Make no mistake—a narcissist’s behaviour is volitional. She doesn’t think about the damage it might cause because she doesn’t care—in the coolest, cruellest, most oblivious sense of the phrase, she does not care. Just as you may not care that sweeping your floor disturbs the path an ant has laid down for his buddies, the narcissist does not care that her choices may cause harm to others. Just as the disruption of the ant’s path was not your intent when you chose to sweep the kitchen, but your sweeping disrupted it anyway, so the narcissist may not have the intent of hurting you, even though her choices had that result. And, if someone tells you later that you disrupted an ant trail to your pantry before the ants could follow the trail and swarm your cupboard, you will not feel remorse for your behaviour—well, the narcissist will not feel remorse if she is later told that you were damaged by the choices she made because she feels entirely justified in what she did and if you got hurt, well, too bad for you but it’s not her fault…she literally does not care.

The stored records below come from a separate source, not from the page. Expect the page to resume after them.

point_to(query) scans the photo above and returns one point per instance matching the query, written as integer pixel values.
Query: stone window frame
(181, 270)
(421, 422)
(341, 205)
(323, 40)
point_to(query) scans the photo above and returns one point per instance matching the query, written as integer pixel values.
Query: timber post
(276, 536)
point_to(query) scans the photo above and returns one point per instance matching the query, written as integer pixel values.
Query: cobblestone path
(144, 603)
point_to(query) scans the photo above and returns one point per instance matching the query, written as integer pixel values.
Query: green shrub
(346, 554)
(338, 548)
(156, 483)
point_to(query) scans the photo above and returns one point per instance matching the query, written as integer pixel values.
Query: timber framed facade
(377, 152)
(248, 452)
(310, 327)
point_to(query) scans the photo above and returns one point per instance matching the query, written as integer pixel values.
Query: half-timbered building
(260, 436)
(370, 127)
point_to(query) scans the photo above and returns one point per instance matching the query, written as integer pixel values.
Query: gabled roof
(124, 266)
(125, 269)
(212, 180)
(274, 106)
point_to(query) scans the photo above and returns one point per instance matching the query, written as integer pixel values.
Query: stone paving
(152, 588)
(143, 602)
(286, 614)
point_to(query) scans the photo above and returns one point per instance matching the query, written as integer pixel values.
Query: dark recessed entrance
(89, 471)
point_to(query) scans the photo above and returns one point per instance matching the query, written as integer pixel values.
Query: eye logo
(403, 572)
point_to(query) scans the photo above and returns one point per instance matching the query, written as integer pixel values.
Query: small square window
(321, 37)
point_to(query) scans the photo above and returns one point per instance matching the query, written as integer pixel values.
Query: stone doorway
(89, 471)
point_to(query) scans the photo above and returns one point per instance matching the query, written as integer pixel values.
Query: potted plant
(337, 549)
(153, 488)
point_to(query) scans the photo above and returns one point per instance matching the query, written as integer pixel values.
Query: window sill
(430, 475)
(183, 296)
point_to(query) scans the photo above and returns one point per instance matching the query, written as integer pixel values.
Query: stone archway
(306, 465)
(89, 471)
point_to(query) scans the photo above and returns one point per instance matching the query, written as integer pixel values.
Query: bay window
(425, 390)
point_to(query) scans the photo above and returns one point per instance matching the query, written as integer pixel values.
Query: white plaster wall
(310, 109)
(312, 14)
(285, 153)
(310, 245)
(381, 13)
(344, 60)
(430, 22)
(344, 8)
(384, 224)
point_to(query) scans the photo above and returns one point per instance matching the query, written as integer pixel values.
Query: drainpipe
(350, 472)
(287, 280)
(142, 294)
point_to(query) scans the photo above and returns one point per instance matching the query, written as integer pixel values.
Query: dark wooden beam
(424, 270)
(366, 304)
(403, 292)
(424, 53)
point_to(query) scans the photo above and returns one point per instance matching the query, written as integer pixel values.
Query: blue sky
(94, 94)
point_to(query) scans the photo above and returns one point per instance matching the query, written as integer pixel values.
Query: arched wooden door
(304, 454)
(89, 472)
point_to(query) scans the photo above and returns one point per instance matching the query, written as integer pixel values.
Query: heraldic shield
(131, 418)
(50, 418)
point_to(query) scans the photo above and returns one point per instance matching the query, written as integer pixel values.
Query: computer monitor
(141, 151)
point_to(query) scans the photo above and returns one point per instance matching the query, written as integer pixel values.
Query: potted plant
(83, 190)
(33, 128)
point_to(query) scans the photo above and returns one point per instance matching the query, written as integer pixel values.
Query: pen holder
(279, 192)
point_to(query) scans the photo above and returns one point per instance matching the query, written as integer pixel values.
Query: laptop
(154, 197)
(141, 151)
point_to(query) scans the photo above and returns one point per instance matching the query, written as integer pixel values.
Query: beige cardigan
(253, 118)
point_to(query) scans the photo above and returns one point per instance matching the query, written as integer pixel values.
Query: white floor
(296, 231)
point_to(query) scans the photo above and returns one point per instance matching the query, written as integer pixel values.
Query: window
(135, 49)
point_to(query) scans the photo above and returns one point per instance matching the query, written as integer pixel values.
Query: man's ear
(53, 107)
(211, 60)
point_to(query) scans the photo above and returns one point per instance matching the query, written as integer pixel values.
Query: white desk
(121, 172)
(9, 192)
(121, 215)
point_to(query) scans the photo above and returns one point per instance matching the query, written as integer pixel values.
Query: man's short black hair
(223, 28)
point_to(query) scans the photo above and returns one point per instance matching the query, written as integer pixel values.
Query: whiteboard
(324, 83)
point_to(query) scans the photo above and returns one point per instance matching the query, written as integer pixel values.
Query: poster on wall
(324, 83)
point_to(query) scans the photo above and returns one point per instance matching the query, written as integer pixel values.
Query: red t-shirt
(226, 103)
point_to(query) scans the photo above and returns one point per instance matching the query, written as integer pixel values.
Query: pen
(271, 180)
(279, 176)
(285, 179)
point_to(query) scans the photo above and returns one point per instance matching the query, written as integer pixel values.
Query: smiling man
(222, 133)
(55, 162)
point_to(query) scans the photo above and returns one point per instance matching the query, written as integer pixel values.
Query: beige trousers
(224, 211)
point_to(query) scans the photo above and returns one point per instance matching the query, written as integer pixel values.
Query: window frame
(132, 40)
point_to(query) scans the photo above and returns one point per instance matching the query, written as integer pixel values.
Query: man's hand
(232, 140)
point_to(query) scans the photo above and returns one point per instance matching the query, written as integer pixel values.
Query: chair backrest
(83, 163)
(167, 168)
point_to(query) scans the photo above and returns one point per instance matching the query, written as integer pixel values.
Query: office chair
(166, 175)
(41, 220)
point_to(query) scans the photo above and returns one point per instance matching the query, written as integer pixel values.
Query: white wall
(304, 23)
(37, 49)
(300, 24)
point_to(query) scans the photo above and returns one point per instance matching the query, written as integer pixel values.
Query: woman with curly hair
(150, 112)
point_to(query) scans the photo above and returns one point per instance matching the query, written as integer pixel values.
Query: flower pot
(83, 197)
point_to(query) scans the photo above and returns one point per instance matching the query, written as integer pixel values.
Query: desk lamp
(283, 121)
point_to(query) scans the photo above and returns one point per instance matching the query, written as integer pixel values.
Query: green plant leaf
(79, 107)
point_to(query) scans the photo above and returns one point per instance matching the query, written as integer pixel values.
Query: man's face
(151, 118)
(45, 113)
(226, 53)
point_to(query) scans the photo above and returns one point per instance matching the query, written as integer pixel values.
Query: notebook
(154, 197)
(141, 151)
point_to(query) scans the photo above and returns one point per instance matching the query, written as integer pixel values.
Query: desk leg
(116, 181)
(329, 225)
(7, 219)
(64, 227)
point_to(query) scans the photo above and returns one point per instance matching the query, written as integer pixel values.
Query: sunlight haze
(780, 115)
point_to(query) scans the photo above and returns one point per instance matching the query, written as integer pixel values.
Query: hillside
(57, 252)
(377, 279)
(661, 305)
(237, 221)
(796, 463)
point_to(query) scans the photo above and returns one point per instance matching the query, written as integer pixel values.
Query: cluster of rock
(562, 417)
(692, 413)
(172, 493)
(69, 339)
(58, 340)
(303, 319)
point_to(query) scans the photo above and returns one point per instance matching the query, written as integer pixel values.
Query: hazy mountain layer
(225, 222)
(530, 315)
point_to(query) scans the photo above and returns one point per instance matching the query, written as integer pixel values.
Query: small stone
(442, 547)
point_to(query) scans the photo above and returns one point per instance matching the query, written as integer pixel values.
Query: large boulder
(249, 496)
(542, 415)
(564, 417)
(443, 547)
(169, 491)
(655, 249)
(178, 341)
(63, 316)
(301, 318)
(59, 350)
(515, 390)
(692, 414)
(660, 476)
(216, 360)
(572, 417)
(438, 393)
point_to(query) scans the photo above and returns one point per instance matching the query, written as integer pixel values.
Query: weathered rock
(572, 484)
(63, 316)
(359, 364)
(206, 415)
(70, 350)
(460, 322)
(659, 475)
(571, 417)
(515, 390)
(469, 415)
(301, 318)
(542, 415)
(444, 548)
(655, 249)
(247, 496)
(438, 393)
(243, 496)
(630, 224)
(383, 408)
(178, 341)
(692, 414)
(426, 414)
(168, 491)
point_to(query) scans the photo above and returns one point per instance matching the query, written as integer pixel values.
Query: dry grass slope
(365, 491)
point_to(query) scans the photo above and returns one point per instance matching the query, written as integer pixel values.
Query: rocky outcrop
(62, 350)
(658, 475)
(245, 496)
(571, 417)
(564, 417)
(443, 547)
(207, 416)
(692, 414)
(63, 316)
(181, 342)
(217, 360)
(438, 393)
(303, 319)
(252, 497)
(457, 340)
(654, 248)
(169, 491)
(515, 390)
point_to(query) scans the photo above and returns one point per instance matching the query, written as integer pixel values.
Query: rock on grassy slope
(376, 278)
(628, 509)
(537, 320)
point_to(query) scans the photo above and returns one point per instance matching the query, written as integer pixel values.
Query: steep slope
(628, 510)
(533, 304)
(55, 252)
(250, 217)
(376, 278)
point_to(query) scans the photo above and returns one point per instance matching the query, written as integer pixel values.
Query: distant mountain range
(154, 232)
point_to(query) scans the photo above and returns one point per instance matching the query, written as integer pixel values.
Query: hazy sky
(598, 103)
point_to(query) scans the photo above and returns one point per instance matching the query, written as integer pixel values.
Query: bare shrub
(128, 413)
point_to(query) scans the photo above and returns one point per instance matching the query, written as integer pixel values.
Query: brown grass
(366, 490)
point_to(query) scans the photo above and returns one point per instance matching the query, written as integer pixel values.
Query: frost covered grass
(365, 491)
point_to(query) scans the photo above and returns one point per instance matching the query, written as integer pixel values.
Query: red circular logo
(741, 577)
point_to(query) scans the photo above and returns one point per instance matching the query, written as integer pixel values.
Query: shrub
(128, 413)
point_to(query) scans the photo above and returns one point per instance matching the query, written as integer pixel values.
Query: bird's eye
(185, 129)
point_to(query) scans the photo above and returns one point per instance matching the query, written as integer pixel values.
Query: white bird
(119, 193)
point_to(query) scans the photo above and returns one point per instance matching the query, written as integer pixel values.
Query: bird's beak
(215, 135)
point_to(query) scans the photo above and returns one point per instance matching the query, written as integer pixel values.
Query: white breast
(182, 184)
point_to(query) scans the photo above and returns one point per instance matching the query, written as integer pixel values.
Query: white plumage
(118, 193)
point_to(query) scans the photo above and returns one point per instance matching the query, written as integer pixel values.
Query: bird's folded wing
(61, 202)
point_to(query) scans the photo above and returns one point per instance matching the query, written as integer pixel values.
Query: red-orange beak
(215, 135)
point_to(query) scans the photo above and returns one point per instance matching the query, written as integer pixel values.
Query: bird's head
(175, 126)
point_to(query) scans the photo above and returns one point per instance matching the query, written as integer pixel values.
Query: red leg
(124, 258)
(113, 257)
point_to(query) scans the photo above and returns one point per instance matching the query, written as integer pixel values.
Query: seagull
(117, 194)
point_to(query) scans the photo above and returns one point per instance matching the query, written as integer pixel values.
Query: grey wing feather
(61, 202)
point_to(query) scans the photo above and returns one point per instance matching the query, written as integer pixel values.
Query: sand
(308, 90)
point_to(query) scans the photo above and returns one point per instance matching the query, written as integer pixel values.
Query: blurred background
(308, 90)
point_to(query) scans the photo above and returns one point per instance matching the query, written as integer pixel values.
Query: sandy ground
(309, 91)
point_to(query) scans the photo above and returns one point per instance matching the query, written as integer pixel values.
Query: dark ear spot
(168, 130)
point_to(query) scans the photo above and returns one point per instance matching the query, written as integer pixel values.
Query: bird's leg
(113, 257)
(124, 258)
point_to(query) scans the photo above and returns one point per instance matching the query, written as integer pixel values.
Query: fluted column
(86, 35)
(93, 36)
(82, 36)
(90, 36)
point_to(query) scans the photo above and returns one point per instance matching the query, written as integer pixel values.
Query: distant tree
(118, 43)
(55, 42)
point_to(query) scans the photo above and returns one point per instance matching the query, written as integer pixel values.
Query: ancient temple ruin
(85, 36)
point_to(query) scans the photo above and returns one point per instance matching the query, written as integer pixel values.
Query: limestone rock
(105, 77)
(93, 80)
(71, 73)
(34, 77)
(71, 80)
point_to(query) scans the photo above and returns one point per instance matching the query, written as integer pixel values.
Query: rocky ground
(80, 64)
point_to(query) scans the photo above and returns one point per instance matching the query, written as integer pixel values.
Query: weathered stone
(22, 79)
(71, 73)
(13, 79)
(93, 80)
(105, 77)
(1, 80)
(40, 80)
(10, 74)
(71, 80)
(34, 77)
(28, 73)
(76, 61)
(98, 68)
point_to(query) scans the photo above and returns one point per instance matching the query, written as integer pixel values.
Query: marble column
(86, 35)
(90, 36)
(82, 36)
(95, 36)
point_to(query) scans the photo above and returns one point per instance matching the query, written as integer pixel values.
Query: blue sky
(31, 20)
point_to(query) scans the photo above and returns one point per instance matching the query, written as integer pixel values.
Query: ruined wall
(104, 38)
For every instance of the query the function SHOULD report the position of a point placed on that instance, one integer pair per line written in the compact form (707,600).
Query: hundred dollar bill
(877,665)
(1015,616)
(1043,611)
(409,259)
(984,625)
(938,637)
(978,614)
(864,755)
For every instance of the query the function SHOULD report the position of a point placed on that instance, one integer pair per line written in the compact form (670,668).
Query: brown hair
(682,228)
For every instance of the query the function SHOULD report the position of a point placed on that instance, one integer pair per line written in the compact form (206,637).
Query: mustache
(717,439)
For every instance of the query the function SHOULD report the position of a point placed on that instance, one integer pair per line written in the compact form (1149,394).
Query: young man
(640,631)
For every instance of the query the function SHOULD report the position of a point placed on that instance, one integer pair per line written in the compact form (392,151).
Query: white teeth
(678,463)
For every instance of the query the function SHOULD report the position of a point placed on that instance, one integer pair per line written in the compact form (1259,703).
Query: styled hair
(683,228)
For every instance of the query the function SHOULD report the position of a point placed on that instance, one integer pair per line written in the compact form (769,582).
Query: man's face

A narcissist will make choices that advantage her and she will make those choices without any consideration for how they might affect others. She will have no remorse or guilt for any damage you might suffer as a result of her choices…she may even justify her choices in such a way that you are blamed for the consequences of her choices. But be clear: a narcissist chooses her behaviour and she chooses it to advantage herself to the greatest degree possible. Her behaviour is volitional, calculated to advantage herself with no consideration as to how it will hurt others, because she doesn’t care about anything or anyone outside of herself and her own advantage. And for you to think otherwise, for you to doubt the volitional nature of her behaviour, only validates her and makes it possible for her to continue.